Posted on February 14, 2011 by Joseph Manko
The Federal Trade Commission (FTC) Act prohibits “unfair and deceptive acts or practices.” 15 U.S.C. § 45. In 16 CFR § 260.2, unfair and deceptive acts or practices are defined as being a representation, omission or practice that (1) is likely to mislead consumers acting reasonably under the circumstances and (2) is material to a consumer’s decision. In essence, the FTC evaluates marketing from the consumers’ perspective and in the words of its Chairman Jon Leibowitz: “What companies think green claims mean and what consumers really understand are sometimes two different things.”
In the environmental area such claims can attach to a product, package or service in its labeling, advertising, promotional materials or other forms of marketing or sales paraphernalia, in any medium, expressed or implied, and including words, symbols, logos, depictions, brand names, etc. To avoid being deceptive, there has to be a reasonable basis to substantiate a claim which often requires competent, reliable scientific evidence, often based on tests, analyses, research or studies.

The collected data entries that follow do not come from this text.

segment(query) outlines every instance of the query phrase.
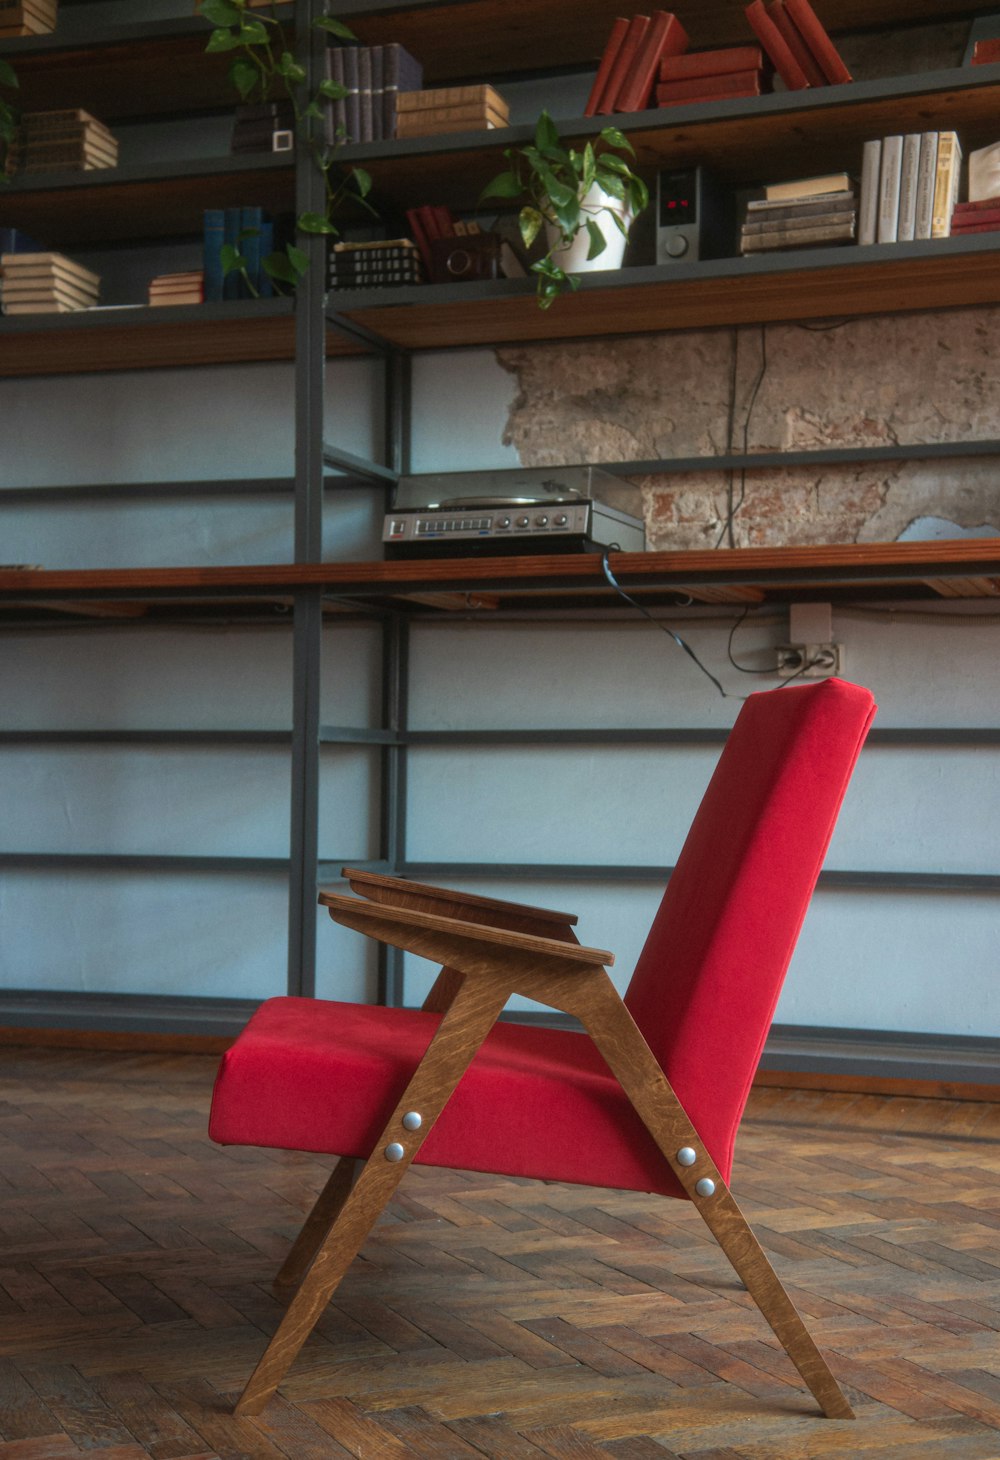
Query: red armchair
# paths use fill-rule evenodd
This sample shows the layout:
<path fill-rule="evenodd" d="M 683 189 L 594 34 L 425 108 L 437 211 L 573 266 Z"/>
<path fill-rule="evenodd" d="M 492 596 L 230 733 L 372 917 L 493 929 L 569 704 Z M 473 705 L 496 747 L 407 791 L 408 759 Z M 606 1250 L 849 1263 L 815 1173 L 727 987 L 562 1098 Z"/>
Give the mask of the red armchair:
<path fill-rule="evenodd" d="M 266 1404 L 420 1161 L 693 1201 L 823 1412 L 852 1417 L 727 1182 L 874 708 L 833 679 L 750 696 L 624 1000 L 613 955 L 581 947 L 569 914 L 352 871 L 359 896 L 321 896 L 442 970 L 422 1010 L 271 999 L 223 1058 L 214 1140 L 342 1158 L 278 1274 L 294 1293 L 237 1413 Z M 586 1033 L 498 1024 L 514 993 Z"/>

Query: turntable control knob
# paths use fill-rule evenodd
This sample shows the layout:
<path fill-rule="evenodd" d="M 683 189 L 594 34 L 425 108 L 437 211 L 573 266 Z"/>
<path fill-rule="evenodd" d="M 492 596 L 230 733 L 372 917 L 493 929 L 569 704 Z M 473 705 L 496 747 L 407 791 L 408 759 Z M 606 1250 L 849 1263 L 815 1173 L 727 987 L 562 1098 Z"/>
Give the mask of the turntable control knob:
<path fill-rule="evenodd" d="M 510 526 L 510 518 L 509 517 L 494 517 L 494 519 L 493 519 L 493 526 L 494 527 L 509 527 Z"/>
<path fill-rule="evenodd" d="M 553 525 L 555 527 L 565 527 L 568 521 L 569 518 L 566 516 L 565 512 L 560 512 L 558 517 L 553 517 L 552 519 Z"/>
<path fill-rule="evenodd" d="M 549 525 L 549 519 L 546 517 L 546 515 L 545 515 L 544 512 L 541 513 L 540 516 L 538 516 L 538 517 L 535 518 L 535 526 L 536 527 L 548 527 L 548 525 Z"/>
<path fill-rule="evenodd" d="M 517 521 L 515 522 L 514 526 L 515 527 L 527 527 L 530 524 L 530 522 L 531 522 L 531 518 L 530 517 L 519 517 L 517 519 Z"/>

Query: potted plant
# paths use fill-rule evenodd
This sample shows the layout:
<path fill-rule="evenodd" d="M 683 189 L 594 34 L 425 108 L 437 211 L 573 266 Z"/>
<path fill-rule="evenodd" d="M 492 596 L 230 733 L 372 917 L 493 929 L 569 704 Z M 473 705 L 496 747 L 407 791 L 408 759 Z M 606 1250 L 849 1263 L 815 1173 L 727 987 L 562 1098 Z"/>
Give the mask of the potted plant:
<path fill-rule="evenodd" d="M 543 111 L 534 140 L 504 151 L 508 166 L 488 183 L 485 198 L 521 198 L 518 223 L 531 247 L 543 227 L 548 249 L 531 265 L 538 275 L 538 303 L 547 309 L 566 289 L 576 289 L 576 272 L 620 267 L 629 228 L 649 202 L 642 178 L 626 157 L 635 156 L 617 127 L 605 127 L 582 151 L 567 147 Z"/>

The original Green Guides were issued in 1992, and were amended in 1996 and 1998. The FTC began its current review of the Guides in 2007, proposed revisions in October 2010 and closed the public comment period on December 10, 2010.
Although the proposed Green Guides are voluminous and people should refer to the proposal in the October 15 Federal Register, suffice to say that they now intend to cover not only the products and services within a building, but the proposed Guides, if adopted in their current form, would be interpreted to apply to buildings themselves, which was contrary to the former belief that product liability did not attach to buildings. According, in addition to concern for environmental disclosures, regulated by the Securities Exchange Commission, the FTC would now constitute a second regulatory review agency.